A riverboat scene reminds me of _Days of Heaven_'s lovers on the run;
a scene in post-Berlin Wall, Germany where the Chinese exiles and
a progression of spiked haired locals stare at each other in
amazement,
may be taken right out of Malick's _The New World_. Disembodied,
time-fractured voice-over accentuates the student's ennui. Sudden,
Godardesque bursts of cello accentuates emotional scenes; the three
leads running care free on empty streets during the Tiananmen stand-
off
recalls the Lourve dash in _Band of Outsiders_. After the massacre,
two youngsters trying to get together but keep getting separated
by running students clearly recall _Hiroshima, Mon Amour_.
Local pop songs and American disco numbers fill the soundtrack,
and Sylvester Stallone and Maggie Cheung posters decorate the tiny
dorm rooms. The heady mix of Eastern and Western cultures stir
nostalgia about those elusory months when global political/cultural
barriers are crumbling, when the world really seems to be coming
together at last. After all, _Summer Palace_ marks a time when
student leaders rallied under the banner of the "Goddess of
Demoncracy,"
rendered after New York's landmark statue (hard to believe now, in
a new China seized with jingoism.) *This* is the Chinese film that
truly deserves the title "The World."

The Tiananmen square massacre takes place in the exact middle of
the film, splitting it and the lives it touches in half. What is
is most shocking is the renactment, even documentary footage,
depicting the rush to Tiananmen as what it is -- a chaotic,
romantic adventure. The students are no doubt unnecessarily
confrontational and brash; they are kids after all, many of them
still spending most of their time obsessing with boyfriends/
girlfriends
when they are not poring over big character posters or distributing
supplies to the strike leaders. As the protagonists flee waves
of political repression, the film takes on a head-long, breath-taking
pace. Enormous amount of exposition is dispensed with using
subtitles faster than native speakers can read (be thankful for
DVD's). The camera roams through six cities in rapid successful,
seemingly too jaded to focus , linger on any one spot. The exiled
Chinese artists mingle with Germans and Poles in (presumably)

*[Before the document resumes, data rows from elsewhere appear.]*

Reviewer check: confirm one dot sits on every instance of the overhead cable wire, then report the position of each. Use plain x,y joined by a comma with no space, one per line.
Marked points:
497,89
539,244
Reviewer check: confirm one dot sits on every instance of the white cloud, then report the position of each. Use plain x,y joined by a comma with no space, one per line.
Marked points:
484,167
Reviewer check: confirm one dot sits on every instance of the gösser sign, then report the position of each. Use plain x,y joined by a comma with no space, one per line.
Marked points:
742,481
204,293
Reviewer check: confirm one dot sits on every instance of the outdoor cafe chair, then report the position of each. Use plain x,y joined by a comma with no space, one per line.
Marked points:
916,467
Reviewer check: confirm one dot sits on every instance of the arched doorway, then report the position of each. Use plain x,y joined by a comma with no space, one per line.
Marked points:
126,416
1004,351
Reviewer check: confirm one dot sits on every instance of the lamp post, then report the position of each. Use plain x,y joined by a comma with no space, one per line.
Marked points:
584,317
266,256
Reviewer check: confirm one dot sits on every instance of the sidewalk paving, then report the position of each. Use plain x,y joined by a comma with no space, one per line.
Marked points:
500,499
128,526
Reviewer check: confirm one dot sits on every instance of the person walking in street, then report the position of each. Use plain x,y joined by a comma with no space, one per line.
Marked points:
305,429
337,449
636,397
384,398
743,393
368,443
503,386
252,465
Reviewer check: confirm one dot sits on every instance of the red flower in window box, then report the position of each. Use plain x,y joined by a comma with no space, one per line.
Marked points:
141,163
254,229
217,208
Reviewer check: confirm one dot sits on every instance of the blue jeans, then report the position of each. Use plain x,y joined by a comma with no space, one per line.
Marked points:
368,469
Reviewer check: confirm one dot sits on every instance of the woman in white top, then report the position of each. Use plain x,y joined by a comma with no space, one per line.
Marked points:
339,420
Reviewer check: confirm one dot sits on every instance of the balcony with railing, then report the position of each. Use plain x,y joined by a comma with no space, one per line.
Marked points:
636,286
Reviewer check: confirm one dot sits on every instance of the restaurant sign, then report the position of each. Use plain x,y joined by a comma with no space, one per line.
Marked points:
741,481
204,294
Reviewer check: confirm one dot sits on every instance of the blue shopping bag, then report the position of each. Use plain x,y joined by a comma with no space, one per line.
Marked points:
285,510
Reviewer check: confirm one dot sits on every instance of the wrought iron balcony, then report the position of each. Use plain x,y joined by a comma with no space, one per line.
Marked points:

East Berlin and have many affairs, but the emotional intensity has
left them. Back in China, Hong Yu sleeps with many more man, but the
moon no longer shines. The entire post-Tiananmen segment is one long
disillusionment, a massive hangover. _Summer Palace_, by design or
otherwise, becomes the monument of a time of promise and hope --
a generational promised betrayed, unhealed to this day.

It is almost shocking that, when movies commemorating the 40th
anniversary of the 1968 Paris riots are all the rage, images of
Tiananmen-bound students jumping on flat-bed trucks hardly elicit
a batted eyebrow from professional critics. For June 4, 1989 may turn
out to be the single most important event in the late 20th century,
for its interruption of the waves of freedom that will soon sweep
through Europe. For this reason and much more -- when the formalist
craze of current cinematic fashion has at last subsided and sanity
returns -- _Summer Palace_ is destined to be recognized as the most
important and artistically accomplished Chinese film of its time.